La torta dell’Aifa fa sempre più gola. Del resto piazzarsi ai vertici dell’Agenzia italiana del farmaco, l’ente che regola i prezzi dei medicinali immessi sul mercato, significa conquistare fette di potere non indifferenti. Il fatto è che dopo gli ultimi stravolgimenti, seguiti all’uscita dell’ex direttore Luca Pani, rimane ancora scoperta la casella di presidente. Ebbene, per cercare di superare una situazione di stallo che va avanti da diverso tempo, al Ministero della Salute stanno provando a tirare fuori il classico coniglio da cilindro. Secondo i rumors il nome più papabile è quello di Daniela Melchiorri, professoressa di farmacologia all’Università La Sapienza. Si tratta di un nome ben noto all’interno dell’Aifa.

Il percorso – Dal curriculum, infatti, si apprende che la Melchiorri dal 2004 al 2012 è stata componente del Comitato tecnico-scientifico dell’Agenzia. In più ancora oggi, come espressione dell’ente italiano, siede nel Chmp, in pratica il Comitato dei medicinali prodotti per uso umano all’interno dell’Ema, l’Agenzia europea del farmaco. Sul suo nome, a quanto pare, ci sarebbe il pieno consenso dello stesso ministro della salute, Beatrice Lorenzin. Poi, però, come al solito ci sono i maliziosi. I quali fanno notare che la Melchiorri è incidentalmente coniugata con Paolo Bonaiuti, senatore di Ap-Ncd, lo stesso partito della Lorenzin. Di più, perché sono in molti a ricordare come il medesimo Bonaiuti in passato sia stato uno dei principali sponsor dell’ascesa politica dell’attuale ministra. Per carità, erano i tempi della vecchia Forza Italia e da allora molta acqua è passata sotto i ponti. Ma in un modo o nell’altro questo legame, soprattutto quando si deve fare una nomina così importante, ritorna automaticamente a galla. Di certo la copertura della casella di presidente dell’Aifa sta creando non pochi grattacapi.
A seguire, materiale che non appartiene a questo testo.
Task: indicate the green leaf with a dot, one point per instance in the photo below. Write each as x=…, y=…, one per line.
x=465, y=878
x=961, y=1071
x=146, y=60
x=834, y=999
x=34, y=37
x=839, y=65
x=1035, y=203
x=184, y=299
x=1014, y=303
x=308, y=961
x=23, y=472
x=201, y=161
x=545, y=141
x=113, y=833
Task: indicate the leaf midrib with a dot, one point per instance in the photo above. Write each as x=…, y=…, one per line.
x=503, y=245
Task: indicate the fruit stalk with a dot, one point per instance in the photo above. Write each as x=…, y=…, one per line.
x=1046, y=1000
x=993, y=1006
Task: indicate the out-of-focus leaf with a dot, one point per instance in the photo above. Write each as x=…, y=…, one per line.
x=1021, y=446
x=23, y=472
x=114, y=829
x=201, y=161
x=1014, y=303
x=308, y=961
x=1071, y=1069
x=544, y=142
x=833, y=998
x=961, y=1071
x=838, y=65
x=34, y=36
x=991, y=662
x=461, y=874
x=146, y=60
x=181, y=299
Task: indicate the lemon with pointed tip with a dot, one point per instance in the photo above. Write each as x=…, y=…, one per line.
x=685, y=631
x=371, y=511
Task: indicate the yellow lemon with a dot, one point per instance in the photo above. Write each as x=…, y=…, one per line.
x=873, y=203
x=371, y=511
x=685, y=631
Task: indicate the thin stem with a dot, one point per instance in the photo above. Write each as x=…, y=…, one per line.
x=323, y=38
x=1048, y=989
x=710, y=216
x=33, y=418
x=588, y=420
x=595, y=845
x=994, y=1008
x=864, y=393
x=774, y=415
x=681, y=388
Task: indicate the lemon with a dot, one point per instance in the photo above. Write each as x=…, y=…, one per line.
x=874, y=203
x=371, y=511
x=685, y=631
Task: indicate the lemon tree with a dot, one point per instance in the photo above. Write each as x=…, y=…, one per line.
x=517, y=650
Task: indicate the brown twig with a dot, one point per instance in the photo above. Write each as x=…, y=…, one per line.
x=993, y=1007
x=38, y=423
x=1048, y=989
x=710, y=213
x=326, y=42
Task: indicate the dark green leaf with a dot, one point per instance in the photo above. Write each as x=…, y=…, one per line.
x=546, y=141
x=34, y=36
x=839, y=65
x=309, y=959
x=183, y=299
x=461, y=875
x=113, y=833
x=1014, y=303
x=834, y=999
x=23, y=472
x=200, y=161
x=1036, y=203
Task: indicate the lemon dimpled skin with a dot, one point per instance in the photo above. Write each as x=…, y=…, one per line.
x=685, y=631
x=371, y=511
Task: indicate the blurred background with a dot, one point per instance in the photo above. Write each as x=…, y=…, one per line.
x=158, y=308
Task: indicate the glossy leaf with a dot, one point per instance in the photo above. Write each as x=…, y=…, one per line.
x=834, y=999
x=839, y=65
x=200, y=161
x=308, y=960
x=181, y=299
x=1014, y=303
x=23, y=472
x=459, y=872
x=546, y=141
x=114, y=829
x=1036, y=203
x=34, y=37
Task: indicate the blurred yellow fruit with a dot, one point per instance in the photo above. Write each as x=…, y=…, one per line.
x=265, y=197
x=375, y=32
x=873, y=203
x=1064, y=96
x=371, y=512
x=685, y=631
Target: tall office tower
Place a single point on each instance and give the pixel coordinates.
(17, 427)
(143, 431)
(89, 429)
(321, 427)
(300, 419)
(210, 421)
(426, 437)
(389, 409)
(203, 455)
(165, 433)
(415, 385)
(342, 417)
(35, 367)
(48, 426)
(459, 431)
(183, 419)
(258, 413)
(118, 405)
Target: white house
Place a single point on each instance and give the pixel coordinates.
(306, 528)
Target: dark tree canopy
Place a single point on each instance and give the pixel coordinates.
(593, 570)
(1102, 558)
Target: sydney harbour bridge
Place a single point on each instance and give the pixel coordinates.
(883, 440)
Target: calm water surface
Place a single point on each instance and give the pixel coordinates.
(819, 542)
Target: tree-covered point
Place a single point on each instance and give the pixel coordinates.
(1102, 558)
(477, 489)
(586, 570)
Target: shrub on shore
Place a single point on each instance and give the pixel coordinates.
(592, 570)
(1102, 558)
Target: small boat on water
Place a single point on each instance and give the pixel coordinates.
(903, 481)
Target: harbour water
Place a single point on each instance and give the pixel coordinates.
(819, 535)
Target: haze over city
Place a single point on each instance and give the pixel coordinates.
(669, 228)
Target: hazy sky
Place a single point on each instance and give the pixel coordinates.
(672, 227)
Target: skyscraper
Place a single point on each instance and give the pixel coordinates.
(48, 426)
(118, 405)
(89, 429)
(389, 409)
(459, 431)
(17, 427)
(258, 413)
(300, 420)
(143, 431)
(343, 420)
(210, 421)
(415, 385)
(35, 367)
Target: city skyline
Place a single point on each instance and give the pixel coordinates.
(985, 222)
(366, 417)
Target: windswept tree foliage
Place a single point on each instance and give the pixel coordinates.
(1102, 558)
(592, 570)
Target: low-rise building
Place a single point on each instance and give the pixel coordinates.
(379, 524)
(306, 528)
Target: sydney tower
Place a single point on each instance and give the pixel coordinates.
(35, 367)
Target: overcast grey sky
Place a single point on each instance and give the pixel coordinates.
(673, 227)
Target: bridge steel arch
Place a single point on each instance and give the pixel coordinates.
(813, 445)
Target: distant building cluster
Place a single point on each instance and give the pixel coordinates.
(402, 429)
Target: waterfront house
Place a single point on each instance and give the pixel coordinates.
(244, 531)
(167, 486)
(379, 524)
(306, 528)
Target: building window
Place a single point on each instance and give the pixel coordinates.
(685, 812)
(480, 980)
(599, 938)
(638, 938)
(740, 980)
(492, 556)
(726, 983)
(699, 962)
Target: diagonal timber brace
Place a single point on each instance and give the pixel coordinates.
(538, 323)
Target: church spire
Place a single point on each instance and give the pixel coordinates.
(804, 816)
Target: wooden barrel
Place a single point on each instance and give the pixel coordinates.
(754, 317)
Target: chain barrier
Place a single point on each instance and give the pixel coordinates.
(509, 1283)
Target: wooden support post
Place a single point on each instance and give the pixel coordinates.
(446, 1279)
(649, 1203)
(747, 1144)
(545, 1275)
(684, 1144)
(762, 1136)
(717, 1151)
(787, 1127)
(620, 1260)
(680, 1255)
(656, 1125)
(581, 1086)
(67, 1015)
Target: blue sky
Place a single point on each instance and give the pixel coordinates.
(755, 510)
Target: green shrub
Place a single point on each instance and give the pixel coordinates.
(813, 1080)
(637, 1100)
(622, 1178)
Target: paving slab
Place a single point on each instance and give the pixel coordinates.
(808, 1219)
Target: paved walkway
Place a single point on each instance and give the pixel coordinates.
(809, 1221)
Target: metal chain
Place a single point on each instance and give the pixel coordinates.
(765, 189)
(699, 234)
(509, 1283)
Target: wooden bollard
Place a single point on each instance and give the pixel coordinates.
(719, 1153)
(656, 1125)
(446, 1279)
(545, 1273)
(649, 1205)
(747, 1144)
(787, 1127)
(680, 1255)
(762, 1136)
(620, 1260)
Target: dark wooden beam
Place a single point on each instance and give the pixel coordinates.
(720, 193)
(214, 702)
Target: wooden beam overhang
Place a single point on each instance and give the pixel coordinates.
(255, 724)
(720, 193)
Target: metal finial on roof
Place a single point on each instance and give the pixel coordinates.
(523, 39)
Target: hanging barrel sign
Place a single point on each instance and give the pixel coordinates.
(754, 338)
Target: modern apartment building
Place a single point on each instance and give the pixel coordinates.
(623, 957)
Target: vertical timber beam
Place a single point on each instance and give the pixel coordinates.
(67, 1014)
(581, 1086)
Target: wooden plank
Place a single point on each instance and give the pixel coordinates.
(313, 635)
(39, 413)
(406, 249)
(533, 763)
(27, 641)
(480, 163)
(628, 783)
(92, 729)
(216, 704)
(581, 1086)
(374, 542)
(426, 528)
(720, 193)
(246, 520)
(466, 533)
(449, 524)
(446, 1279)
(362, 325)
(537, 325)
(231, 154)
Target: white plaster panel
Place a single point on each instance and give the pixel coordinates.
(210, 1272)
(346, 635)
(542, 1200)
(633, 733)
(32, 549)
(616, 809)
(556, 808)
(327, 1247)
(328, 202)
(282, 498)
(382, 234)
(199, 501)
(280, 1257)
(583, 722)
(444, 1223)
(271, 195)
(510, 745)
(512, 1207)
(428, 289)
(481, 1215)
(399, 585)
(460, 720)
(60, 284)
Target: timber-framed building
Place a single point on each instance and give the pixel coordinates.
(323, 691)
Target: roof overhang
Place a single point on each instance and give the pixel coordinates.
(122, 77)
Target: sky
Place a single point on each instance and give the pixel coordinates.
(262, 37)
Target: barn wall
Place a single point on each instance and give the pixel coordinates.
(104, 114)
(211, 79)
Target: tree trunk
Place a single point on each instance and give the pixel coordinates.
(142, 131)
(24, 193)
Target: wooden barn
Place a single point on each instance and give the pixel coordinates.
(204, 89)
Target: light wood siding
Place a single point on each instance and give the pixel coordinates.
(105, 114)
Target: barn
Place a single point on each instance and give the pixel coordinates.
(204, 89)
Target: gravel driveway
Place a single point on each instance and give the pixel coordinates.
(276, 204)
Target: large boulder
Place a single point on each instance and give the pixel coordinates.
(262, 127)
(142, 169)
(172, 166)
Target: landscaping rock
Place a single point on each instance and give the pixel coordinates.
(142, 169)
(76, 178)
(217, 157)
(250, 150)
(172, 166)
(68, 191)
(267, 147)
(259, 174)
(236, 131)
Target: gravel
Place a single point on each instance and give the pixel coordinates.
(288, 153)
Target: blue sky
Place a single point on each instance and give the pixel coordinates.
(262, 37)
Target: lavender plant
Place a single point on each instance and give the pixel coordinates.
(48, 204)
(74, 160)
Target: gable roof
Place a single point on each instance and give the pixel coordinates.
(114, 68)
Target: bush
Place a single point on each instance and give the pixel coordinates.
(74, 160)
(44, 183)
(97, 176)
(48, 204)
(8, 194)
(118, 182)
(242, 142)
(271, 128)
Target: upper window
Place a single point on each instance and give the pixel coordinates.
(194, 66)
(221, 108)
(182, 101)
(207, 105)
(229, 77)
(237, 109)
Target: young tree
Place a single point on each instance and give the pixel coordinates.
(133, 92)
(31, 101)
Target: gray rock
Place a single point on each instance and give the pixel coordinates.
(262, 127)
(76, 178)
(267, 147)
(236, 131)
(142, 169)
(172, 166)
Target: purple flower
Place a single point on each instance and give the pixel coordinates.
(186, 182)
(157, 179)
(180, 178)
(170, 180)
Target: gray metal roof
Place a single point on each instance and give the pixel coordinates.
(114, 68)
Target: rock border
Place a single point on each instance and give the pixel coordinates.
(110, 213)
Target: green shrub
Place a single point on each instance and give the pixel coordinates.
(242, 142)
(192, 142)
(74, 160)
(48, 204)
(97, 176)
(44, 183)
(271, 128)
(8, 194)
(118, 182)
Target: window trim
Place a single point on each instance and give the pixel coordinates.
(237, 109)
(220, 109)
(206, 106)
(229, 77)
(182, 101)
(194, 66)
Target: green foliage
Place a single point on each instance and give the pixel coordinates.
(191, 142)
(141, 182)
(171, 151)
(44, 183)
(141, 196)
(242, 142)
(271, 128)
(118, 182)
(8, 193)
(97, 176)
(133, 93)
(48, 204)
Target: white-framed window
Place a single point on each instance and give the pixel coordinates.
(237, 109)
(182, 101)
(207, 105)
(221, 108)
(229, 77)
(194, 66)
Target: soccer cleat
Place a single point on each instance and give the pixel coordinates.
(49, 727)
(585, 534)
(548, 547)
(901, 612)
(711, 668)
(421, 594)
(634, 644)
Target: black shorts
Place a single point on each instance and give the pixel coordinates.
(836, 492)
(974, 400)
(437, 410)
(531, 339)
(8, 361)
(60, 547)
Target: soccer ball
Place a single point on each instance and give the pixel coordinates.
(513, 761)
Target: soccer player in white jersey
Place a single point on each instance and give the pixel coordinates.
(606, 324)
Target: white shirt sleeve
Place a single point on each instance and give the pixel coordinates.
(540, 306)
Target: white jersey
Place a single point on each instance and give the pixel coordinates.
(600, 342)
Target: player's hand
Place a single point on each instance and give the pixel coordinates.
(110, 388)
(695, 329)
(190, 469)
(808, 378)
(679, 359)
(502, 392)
Il precedente – È appena il caso di ricordare che dopo l’uscita di Pani, schiacciato anche dalle polemiche per alcuni extra compensi percepiti oltre il tetto dei 240 mila euro previsto per i manager pubblici, lo scranno di direttore dell’Aifa è stato assegnato all’ex presidente Mario Melazzini, già assessore di estrazione ciellina nelle giunte regionali lombarde di Roberto Formigoni e Roberto Maroni, anche lui transitato dal Pdl a Ncd. Da allora la poltrona di presidente è “libera”. Tempo fa alcune Regioni, Emilia Romagna in testa, con il placet della Lorenzin avevano provato a perorare l’ascesa del nefrologo Giuseppe Remuzzi. La cui candidatura, però, è venuta meno per questioni anagrafiche e per il rischio di conflitti d’interessi. Remuzzi infatti ha coordinato l’attività di ricerca di alcune istituti finanziati da case farmaceutiche. Motivo per cui la sua ascesa all’Aifa non sarebbe stata da manuale. Un dato è certo: la guerra di poltrone è aperta più che mai.